A black truck and a blue Porsche collided on Interstate 45 northbound at West Mount Houston Road at 11:58 AM on Saturday, June 27, 2026. The crash brought significant traffic disruption to one of the region's busiest freeway corridors on what should have been a routine summer Saturday morning.
The impact was immediate. Responders arrived to find both vehicles involved and worked to clear the roadway. While the full extent of injuries remains under investigation, the incident underscores the frequency of major crashes at this location.
This stretch of I-45 North has become a high-activity zone. According to LocalTrafficAccidents.com data, 29 crashes occurred here over the past 30 days—18 of them major incidents like today's collision. Over the past 90 days, the corridor logged 104 total incidents, with 67 classified as major. The 12-month total stands at 192 incidents, 117 of them major. The data shows crashes here occur throughout the day and week. While the single busiest hour statewide for this location is 6–7 PM, which recorded 7 crashes in the 90-day window, collisions happen at varied times rather than concentrating in one specific window.

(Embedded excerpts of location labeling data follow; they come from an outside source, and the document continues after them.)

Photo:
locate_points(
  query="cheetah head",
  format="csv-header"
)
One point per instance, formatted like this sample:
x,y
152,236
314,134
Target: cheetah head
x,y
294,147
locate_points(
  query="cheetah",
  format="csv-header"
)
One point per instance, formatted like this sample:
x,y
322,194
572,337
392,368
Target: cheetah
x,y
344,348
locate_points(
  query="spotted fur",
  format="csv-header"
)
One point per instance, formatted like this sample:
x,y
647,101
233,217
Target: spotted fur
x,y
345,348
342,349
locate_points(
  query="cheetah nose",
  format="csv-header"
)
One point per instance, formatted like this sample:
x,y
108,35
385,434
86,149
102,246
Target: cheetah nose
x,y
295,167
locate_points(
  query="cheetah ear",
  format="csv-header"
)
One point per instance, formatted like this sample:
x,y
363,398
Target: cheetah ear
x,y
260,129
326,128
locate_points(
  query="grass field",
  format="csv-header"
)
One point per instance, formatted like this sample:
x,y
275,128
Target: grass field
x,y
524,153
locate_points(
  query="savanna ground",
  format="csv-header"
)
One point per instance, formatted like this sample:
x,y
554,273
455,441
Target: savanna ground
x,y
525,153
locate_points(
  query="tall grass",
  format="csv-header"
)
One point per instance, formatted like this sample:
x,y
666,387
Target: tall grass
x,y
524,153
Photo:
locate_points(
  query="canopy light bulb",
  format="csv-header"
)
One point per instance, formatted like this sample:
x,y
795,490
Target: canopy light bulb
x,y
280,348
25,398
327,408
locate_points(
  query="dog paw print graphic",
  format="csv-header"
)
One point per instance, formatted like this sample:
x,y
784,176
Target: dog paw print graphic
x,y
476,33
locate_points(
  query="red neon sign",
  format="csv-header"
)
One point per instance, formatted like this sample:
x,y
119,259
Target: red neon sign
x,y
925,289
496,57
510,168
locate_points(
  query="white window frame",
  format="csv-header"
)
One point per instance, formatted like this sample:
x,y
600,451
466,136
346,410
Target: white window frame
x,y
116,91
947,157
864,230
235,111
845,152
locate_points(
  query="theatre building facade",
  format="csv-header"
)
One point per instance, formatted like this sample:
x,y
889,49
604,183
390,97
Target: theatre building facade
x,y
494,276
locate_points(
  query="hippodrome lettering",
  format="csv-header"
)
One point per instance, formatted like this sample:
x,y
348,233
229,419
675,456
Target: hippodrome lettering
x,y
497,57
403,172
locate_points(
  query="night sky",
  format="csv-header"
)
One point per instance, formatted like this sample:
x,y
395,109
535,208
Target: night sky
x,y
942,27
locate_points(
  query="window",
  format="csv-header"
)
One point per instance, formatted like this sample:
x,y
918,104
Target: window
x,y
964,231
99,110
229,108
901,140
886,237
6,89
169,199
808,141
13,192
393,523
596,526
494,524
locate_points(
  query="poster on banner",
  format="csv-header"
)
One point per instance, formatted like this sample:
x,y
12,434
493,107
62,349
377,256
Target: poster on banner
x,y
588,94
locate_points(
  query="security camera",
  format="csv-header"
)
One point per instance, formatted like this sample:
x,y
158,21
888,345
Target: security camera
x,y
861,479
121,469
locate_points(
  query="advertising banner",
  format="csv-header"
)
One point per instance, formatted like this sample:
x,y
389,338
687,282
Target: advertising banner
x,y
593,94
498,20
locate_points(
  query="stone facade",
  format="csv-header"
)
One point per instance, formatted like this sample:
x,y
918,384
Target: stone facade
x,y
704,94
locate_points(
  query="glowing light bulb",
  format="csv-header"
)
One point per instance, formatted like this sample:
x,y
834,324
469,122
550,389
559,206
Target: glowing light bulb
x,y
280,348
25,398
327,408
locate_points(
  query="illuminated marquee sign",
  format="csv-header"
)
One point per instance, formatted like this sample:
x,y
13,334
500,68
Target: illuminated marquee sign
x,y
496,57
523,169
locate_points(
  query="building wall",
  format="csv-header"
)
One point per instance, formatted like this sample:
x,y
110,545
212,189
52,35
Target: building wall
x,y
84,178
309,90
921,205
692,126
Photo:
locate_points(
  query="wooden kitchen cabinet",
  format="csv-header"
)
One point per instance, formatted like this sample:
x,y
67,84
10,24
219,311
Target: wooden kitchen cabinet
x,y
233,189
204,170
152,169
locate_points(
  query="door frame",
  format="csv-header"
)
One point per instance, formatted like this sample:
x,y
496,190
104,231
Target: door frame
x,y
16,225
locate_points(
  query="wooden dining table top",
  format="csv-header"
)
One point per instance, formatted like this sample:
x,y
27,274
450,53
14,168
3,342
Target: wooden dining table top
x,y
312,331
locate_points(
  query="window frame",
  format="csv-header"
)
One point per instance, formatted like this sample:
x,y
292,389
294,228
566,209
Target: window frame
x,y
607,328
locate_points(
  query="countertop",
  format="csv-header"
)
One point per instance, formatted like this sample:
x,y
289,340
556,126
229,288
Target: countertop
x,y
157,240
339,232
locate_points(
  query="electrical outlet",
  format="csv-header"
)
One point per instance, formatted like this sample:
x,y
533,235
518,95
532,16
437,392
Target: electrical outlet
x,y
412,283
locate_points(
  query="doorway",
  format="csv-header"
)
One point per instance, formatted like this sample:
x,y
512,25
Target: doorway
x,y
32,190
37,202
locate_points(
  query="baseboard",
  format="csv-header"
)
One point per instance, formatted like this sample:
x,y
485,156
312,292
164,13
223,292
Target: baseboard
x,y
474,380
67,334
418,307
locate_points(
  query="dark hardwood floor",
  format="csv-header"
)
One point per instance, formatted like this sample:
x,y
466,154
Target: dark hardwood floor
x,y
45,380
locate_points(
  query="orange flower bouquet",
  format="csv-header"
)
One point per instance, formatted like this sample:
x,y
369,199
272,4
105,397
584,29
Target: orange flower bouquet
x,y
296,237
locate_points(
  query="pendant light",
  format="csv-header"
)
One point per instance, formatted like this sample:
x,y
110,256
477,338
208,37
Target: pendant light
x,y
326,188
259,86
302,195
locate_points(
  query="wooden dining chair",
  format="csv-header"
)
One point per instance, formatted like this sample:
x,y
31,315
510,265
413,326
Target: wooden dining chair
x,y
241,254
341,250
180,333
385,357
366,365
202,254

Historical state crash records add context. Per TxDOT CRIS public crash records, since January 2020, the corridor has recorded 1,296 crashes within about a quarter-mile, including 4 fatalities. Contributing factors as recorded by investigating officers show that "Failed To Control Speed" was the most common factor, cited in 548 of those crashes.
Conditions at the time of Saturday's incident were clear—sunny skies and 93 degrees—so weather was not a factor. Responders cleared the scene, and the roadway returned to normal flow. Motorists traveling this stretch should expect residual delays as recovery continues.
If you were heading northbound on I-45 around that time, you likely experienced backup. The corridor's incident history makes it a place worth extra caution during any time of day, not just peak evening hours.
Interstate Highway 45 N & W Mount Houston Rd
Harris County, Texas
This report was produced by LTA's editor-designed production system under the executive editorial direction of Dennis R. Mundy, Executive Editor. The system combines our proprietary data pipeline with AI-assisted drafting to deliver verified incident coverage to LTA's editorial standards.